TL;DR
We first compare Waterfall project management to Agile. After that, you will have inputs which methodology you should use for your career planning. The post is based on a remarkable book written by Chad Fowler, The Passionate Programmer.
Waterfall project management is considered worse than Agile. But why is so?
The Waterfall is very rigid and is done is separated phases that flow in the strict waterfall direction. No back and forth, just one direction.
Why Waterfall usually fails? Because, in the end, you get correctly working software that nobody needs. Requirements from phase one changed or were wrong in the first place. The customer also does not know what he wants in the end. This constantly changes. Without that change, the Waterfall is entirely right for you. For example, if you are building a bicycle, you would have a rigid blueprints. Everybody knows what they need to develop, from the very first start.
Software is another kind of beast. It is invisible, and every programming language enables us to create something in an infinitive number of combinations. This is why Agile was invented.

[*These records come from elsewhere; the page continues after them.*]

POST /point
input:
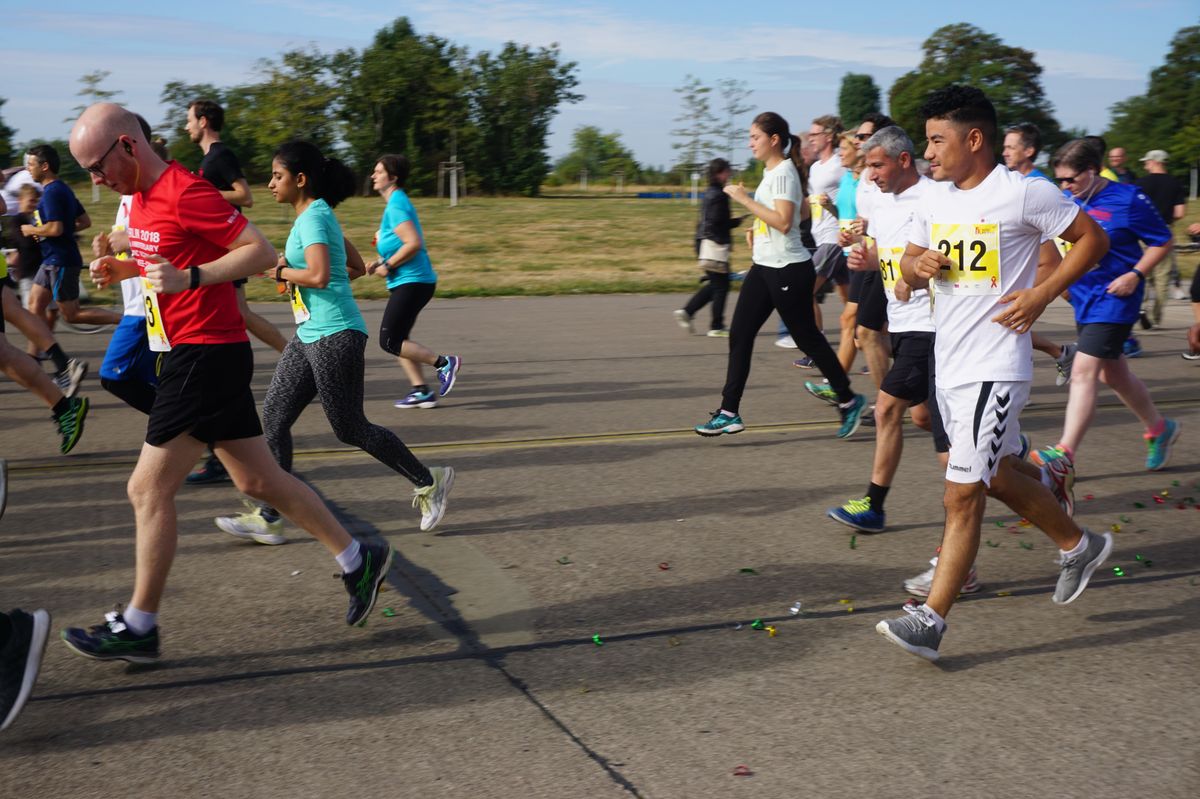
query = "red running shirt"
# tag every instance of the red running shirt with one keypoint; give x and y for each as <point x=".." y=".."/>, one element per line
<point x="186" y="221"/>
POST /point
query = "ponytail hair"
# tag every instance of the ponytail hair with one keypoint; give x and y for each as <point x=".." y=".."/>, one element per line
<point x="772" y="124"/>
<point x="329" y="179"/>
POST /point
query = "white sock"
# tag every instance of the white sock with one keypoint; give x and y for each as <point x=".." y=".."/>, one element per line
<point x="139" y="622"/>
<point x="1078" y="550"/>
<point x="939" y="622"/>
<point x="351" y="558"/>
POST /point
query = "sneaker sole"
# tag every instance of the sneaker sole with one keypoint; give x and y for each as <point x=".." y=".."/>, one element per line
<point x="921" y="652"/>
<point x="727" y="428"/>
<point x="1170" y="444"/>
<point x="1089" y="570"/>
<point x="375" y="595"/>
<point x="833" y="514"/>
<point x="129" y="659"/>
<point x="33" y="664"/>
<point x="449" y="485"/>
<point x="268" y="539"/>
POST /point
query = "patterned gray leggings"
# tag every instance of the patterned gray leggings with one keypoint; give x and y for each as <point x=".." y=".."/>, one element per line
<point x="331" y="367"/>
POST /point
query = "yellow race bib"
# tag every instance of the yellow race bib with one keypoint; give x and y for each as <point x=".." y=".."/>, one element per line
<point x="973" y="251"/>
<point x="155" y="331"/>
<point x="299" y="310"/>
<point x="889" y="266"/>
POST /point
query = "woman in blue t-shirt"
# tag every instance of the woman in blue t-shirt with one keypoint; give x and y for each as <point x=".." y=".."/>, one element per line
<point x="325" y="358"/>
<point x="1107" y="302"/>
<point x="405" y="262"/>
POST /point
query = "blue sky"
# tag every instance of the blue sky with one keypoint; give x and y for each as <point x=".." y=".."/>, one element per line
<point x="630" y="55"/>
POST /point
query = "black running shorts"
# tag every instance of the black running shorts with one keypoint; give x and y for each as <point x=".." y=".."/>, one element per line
<point x="204" y="391"/>
<point x="909" y="376"/>
<point x="1102" y="338"/>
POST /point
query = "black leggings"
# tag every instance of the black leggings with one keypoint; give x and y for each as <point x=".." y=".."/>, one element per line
<point x="790" y="292"/>
<point x="333" y="368"/>
<point x="715" y="289"/>
<point x="403" y="304"/>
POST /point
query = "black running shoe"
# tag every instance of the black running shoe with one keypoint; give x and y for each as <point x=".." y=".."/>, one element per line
<point x="363" y="584"/>
<point x="70" y="422"/>
<point x="208" y="474"/>
<point x="21" y="658"/>
<point x="113" y="641"/>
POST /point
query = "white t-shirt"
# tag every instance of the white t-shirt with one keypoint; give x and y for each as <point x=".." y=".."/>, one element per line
<point x="825" y="176"/>
<point x="889" y="224"/>
<point x="131" y="287"/>
<point x="1005" y="212"/>
<point x="772" y="247"/>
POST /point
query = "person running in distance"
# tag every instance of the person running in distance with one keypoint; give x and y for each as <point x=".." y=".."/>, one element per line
<point x="327" y="356"/>
<point x="1107" y="301"/>
<point x="780" y="278"/>
<point x="405" y="263"/>
<point x="220" y="167"/>
<point x="190" y="244"/>
<point x="993" y="222"/>
<point x="713" y="245"/>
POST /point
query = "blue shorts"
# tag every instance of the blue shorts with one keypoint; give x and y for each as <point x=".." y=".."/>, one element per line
<point x="129" y="355"/>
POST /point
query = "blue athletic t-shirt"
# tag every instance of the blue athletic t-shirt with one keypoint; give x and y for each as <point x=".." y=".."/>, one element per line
<point x="1127" y="216"/>
<point x="417" y="269"/>
<point x="59" y="204"/>
<point x="333" y="308"/>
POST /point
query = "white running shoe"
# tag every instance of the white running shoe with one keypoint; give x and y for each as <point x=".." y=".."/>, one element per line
<point x="432" y="499"/>
<point x="253" y="526"/>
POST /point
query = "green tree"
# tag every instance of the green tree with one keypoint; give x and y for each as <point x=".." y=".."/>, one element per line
<point x="513" y="97"/>
<point x="1168" y="115"/>
<point x="735" y="104"/>
<point x="694" y="143"/>
<point x="91" y="92"/>
<point x="858" y="97"/>
<point x="7" y="151"/>
<point x="600" y="154"/>
<point x="965" y="54"/>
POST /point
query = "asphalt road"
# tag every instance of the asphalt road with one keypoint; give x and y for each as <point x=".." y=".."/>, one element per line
<point x="585" y="506"/>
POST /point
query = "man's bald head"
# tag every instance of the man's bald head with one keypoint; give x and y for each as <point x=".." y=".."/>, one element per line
<point x="111" y="143"/>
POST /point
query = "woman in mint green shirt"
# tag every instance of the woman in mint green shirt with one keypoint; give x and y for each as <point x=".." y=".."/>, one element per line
<point x="327" y="356"/>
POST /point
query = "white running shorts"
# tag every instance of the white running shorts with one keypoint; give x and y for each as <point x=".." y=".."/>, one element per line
<point x="982" y="421"/>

You are doing Waterfall in small cycles, usually two weeks.
Which methodology you will follow in your career development plan? If, for example, you do Waterfall to become a QA manager in the long term, you could become a QA manager that hates the job.
If you strive to something with a high ratio of change, like context-driven tester or Cypress automation expert, you should adopt Agile. You would not use two-week sprints, but three-month sprints sound reasonable. At the end of the sprint, you could realize that context-driven is not for you, and you could try another school of software testing. Or you could recognize that along Cypress, you should learn another test automation framework.
The lesson is that your job satisfaction is equally important as the money that it brings.